Former Fox News anchor Megyn Kelly defended Gaetz, saying the allegations against him had to be taken with a “boulder of salt.” Conservative influencer Candace Owens claimed the panic over Gaetz’s nomination was a reason to confirm him. For these right-wing women, the desire to own the libs is so paramount that it excuses putting unqualified, alleged rapists in positions of power.
But these frontwomen have a giant helping hand from their male counterparts. Sen. Bill Hagerty signaled his support for Hegseth in his appearances on Sunday shows, calling the nominee “inspiring” and quickly changing the subject when the charges of sexual assault came up. Trump lapdog Sen. Lindsey Graham pantomimed piety, committing to ignoring Hegseth’s well-documented rape accusation just as he did the thoroughly debunked one against Joe Biden.
This is the end result of the movement that seeks to promote individuals who defy the tenets of MeToo.
THE METOO MOVEMENT DISORIENTED many men in ways sometimes understandable, sometimes loathsome. Right-leaning men increasingly report feminism as a net negative in their lives. Last year, Pew reported that a majority of Americans hold MeToo movement responsible for an uptick in reporting of sexual assault and a reflex to believe accusers. Men profess confusion about how to act with women. Online influencers with millions of followers have parlayed that confusion into political grievance. Ben Shapiro has decried the lack of due process for men accused of sexual assault. Andrew Tate routinely claims women are responsible for their own rapes.
Young men came of age in a polarized information environment where one side hyped hashtags like #MeToo and #MenAreTrash and the other offered enticing opportunities for men to reclaim (what they were told was) stolen power. Many looked at Trump as an avatar. In him, they likely saw something akin to inspiration: a bulletproof man who has defied virtually all efforts to bring him down, much less to hold him accountable for the sexual crimes he is alleged to have committed.
Against this backdrop, it’s not particularly shocking that the post-election victory chant of self-styled white supremacist Nick Fuentes—“Your Body, My Choice”—trended on X in the first 24 hours after Trump won.

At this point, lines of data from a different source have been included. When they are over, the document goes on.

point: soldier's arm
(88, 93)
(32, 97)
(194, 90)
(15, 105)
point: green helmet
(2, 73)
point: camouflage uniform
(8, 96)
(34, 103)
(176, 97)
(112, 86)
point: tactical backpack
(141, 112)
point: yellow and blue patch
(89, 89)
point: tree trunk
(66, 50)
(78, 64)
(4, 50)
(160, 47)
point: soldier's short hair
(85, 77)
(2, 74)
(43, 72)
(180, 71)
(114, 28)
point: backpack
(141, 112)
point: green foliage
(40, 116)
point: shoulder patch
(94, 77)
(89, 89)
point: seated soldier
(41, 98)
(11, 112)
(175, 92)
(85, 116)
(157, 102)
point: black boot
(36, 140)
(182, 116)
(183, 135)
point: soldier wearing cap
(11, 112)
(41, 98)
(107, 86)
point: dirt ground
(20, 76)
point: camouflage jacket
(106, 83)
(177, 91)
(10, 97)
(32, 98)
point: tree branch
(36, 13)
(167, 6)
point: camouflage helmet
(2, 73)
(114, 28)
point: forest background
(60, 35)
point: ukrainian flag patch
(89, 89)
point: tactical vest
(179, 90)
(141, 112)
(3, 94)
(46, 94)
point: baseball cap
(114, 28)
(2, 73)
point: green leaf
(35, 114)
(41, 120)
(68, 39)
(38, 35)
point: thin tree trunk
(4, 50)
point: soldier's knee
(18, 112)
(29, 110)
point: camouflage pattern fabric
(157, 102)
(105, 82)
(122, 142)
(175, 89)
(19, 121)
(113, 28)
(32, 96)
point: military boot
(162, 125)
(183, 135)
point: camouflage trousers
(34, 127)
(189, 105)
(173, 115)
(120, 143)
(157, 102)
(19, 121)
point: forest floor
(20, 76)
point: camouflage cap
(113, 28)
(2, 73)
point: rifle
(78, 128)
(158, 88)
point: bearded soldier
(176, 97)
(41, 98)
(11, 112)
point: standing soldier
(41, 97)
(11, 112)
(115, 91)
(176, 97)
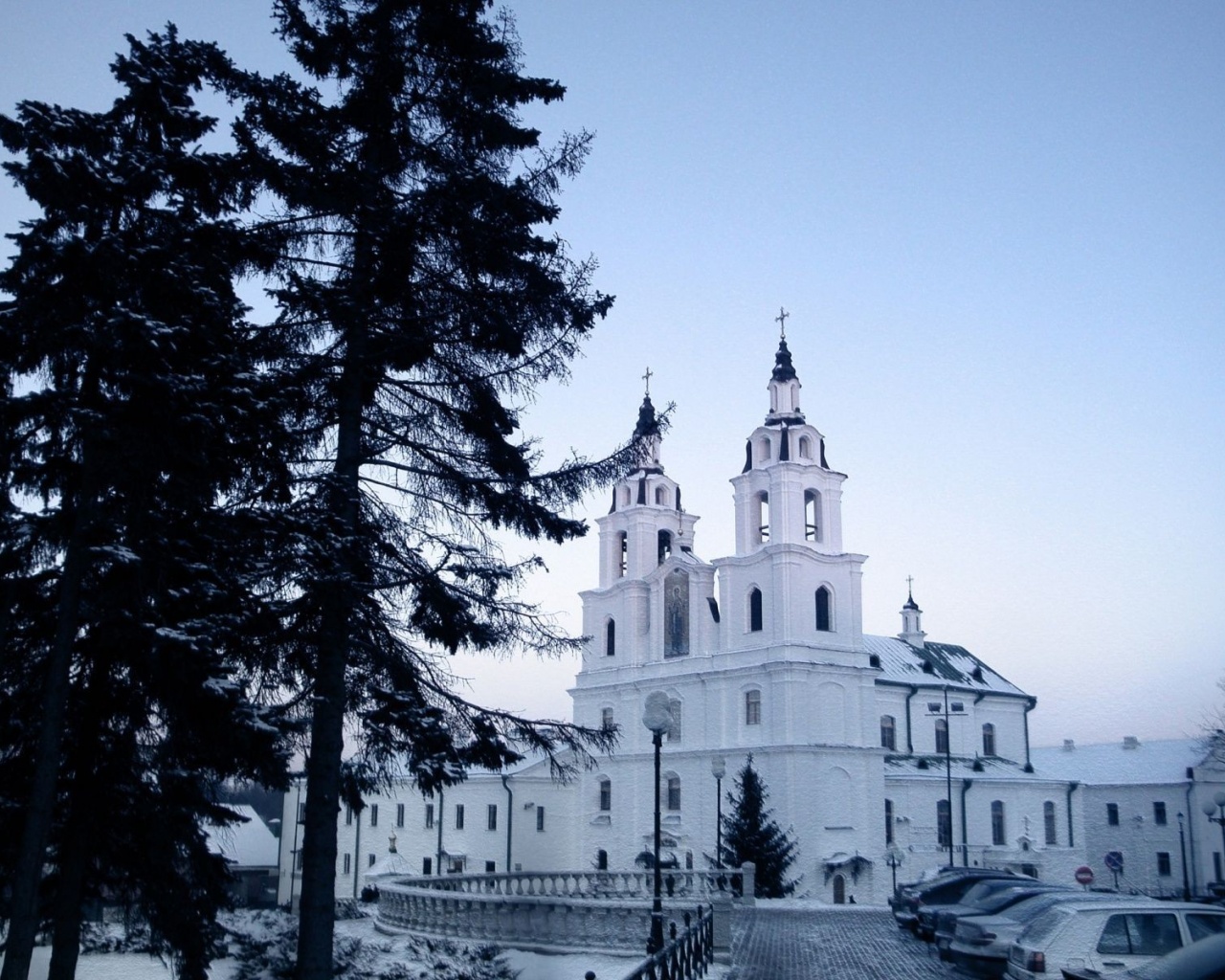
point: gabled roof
(1111, 764)
(249, 844)
(935, 665)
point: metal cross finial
(782, 323)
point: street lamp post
(1216, 806)
(657, 716)
(1182, 852)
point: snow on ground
(529, 966)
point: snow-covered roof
(1114, 764)
(245, 844)
(935, 665)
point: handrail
(683, 957)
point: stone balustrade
(549, 910)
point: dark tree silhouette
(751, 835)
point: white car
(1107, 936)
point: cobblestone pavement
(827, 944)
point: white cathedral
(882, 755)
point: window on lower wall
(997, 828)
(752, 707)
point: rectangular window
(752, 707)
(997, 828)
(944, 825)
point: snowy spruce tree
(140, 451)
(421, 301)
(751, 835)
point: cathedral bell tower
(791, 581)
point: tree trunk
(318, 909)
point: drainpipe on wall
(910, 744)
(440, 834)
(510, 819)
(357, 853)
(1031, 703)
(1072, 787)
(1191, 835)
(966, 840)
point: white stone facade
(762, 652)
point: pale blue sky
(998, 231)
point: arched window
(888, 733)
(823, 621)
(752, 707)
(989, 739)
(997, 828)
(665, 546)
(812, 516)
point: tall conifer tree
(751, 835)
(423, 301)
(132, 411)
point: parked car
(981, 942)
(946, 888)
(990, 902)
(1203, 959)
(1107, 936)
(930, 909)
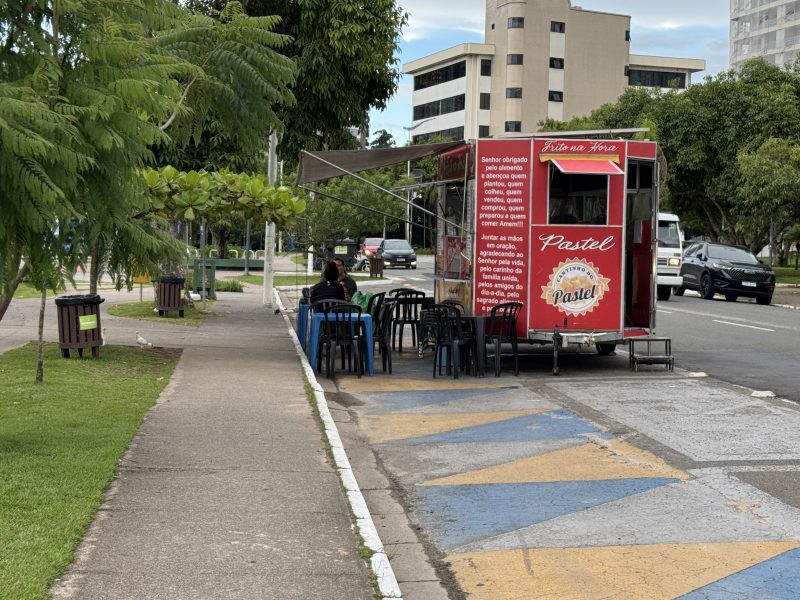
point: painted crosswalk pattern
(526, 499)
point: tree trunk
(8, 294)
(40, 345)
(96, 266)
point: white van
(670, 255)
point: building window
(443, 75)
(439, 107)
(663, 79)
(454, 133)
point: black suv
(397, 253)
(730, 270)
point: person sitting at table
(349, 284)
(329, 288)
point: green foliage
(382, 139)
(60, 446)
(346, 54)
(241, 80)
(145, 311)
(770, 178)
(199, 194)
(228, 285)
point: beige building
(542, 59)
(764, 29)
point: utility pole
(269, 233)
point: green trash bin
(197, 277)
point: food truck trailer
(564, 225)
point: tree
(346, 55)
(770, 189)
(241, 83)
(702, 132)
(382, 139)
(82, 92)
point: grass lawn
(59, 446)
(787, 275)
(193, 317)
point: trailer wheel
(606, 348)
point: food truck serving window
(577, 198)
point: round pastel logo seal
(576, 287)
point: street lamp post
(409, 210)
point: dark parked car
(397, 253)
(370, 246)
(730, 270)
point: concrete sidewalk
(226, 490)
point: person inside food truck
(562, 214)
(345, 279)
(329, 288)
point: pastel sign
(576, 287)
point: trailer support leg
(556, 345)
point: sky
(678, 28)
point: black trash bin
(169, 295)
(79, 324)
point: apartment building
(541, 59)
(765, 29)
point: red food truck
(565, 225)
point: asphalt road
(742, 342)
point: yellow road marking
(614, 459)
(621, 572)
(386, 428)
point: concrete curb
(387, 582)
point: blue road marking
(775, 579)
(553, 425)
(397, 401)
(459, 514)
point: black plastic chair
(455, 346)
(342, 330)
(458, 304)
(374, 308)
(383, 334)
(502, 328)
(409, 304)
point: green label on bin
(87, 322)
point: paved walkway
(226, 490)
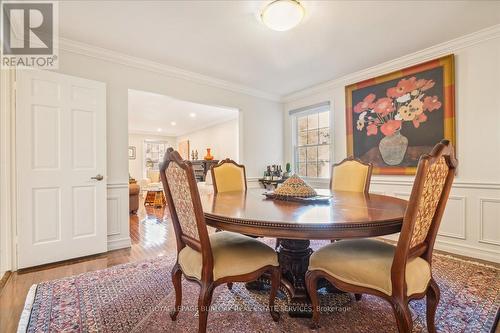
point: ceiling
(150, 113)
(225, 40)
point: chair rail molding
(402, 62)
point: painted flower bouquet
(407, 101)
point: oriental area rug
(137, 297)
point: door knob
(98, 177)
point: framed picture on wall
(131, 153)
(395, 118)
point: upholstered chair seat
(367, 263)
(398, 273)
(228, 176)
(209, 259)
(234, 254)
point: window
(311, 146)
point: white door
(60, 167)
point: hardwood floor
(151, 234)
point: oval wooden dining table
(345, 215)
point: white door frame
(8, 248)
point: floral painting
(395, 118)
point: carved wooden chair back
(351, 174)
(184, 204)
(227, 176)
(431, 189)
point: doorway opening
(197, 131)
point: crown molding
(153, 133)
(402, 62)
(84, 49)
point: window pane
(302, 169)
(302, 123)
(324, 119)
(301, 154)
(324, 169)
(312, 137)
(324, 153)
(312, 154)
(312, 121)
(324, 135)
(312, 170)
(302, 139)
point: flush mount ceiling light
(282, 15)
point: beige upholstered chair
(229, 176)
(209, 260)
(351, 175)
(396, 273)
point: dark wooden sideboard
(201, 168)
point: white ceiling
(153, 113)
(225, 40)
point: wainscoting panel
(489, 222)
(118, 220)
(471, 222)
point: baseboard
(4, 279)
(115, 244)
(468, 251)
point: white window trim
(293, 114)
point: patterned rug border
(30, 297)
(469, 261)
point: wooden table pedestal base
(293, 256)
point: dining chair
(351, 175)
(228, 176)
(209, 260)
(397, 273)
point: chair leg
(312, 286)
(177, 282)
(275, 284)
(204, 301)
(433, 295)
(403, 316)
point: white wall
(221, 138)
(7, 163)
(136, 167)
(260, 146)
(471, 224)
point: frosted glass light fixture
(282, 15)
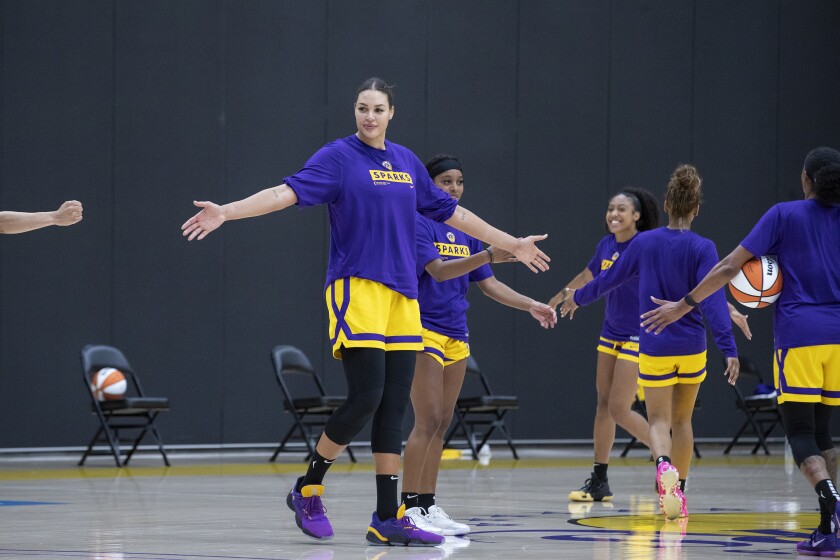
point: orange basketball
(758, 283)
(108, 384)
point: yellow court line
(255, 469)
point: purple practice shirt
(621, 320)
(443, 305)
(372, 196)
(668, 264)
(805, 237)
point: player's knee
(803, 445)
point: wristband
(689, 300)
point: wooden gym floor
(228, 505)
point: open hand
(528, 253)
(68, 213)
(209, 218)
(543, 313)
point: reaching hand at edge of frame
(667, 312)
(733, 368)
(500, 255)
(740, 320)
(208, 219)
(569, 306)
(545, 314)
(531, 256)
(69, 213)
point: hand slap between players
(530, 255)
(668, 311)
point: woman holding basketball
(372, 188)
(805, 237)
(447, 261)
(616, 376)
(667, 260)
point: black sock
(386, 495)
(410, 499)
(426, 501)
(828, 503)
(318, 467)
(600, 470)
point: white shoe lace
(418, 519)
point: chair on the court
(759, 405)
(304, 398)
(485, 410)
(125, 422)
(640, 407)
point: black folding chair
(640, 407)
(761, 410)
(312, 407)
(484, 410)
(125, 422)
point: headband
(443, 166)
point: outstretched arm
(67, 214)
(504, 294)
(579, 281)
(524, 249)
(212, 215)
(670, 311)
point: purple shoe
(399, 531)
(310, 513)
(818, 545)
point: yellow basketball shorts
(662, 371)
(367, 314)
(808, 374)
(444, 349)
(622, 350)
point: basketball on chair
(108, 384)
(758, 283)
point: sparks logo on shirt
(451, 250)
(383, 177)
(606, 263)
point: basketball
(758, 283)
(108, 384)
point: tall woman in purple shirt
(372, 188)
(667, 261)
(617, 373)
(805, 236)
(447, 261)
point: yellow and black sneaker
(593, 490)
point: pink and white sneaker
(671, 499)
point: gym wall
(137, 108)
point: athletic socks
(386, 496)
(600, 470)
(318, 467)
(662, 458)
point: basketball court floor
(226, 506)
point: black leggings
(808, 428)
(378, 387)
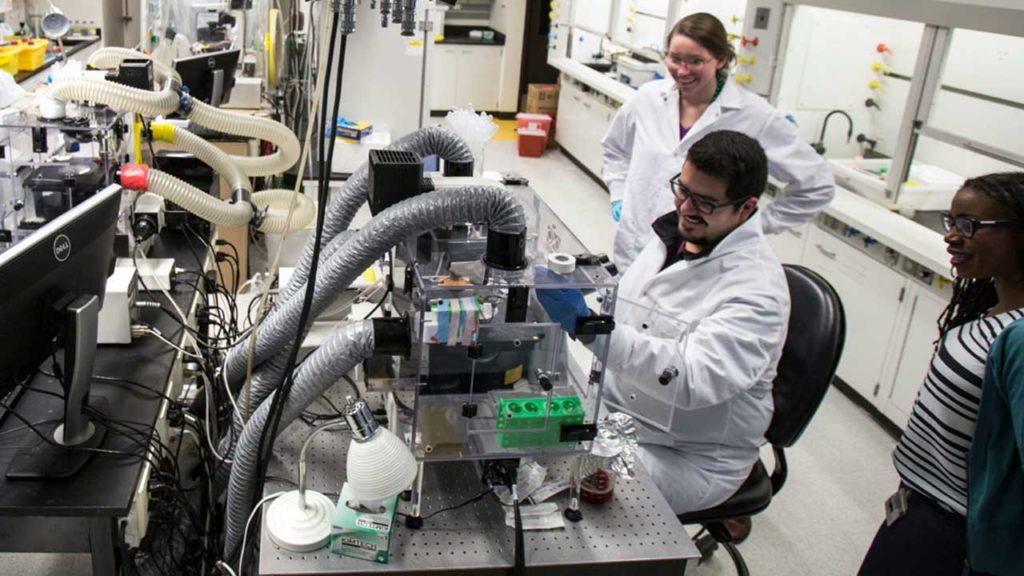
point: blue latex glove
(562, 304)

Trump has always thrived by pitting Americans against each other. So reigniting a war between the sexes is par for his course. Trump 2.0 is a doubling down on his intent to rule by fear, division, and displays of raw power. In that light, the charges against Hegseth and his ilk are a feature, not a bug, to this president looking to put the women who disrupted his first term in their place. With these nominations, Trump’s message is abundantly clear: Women are meant to be scared and men are meant to pick a side. The alleged rapists are here to make America great again.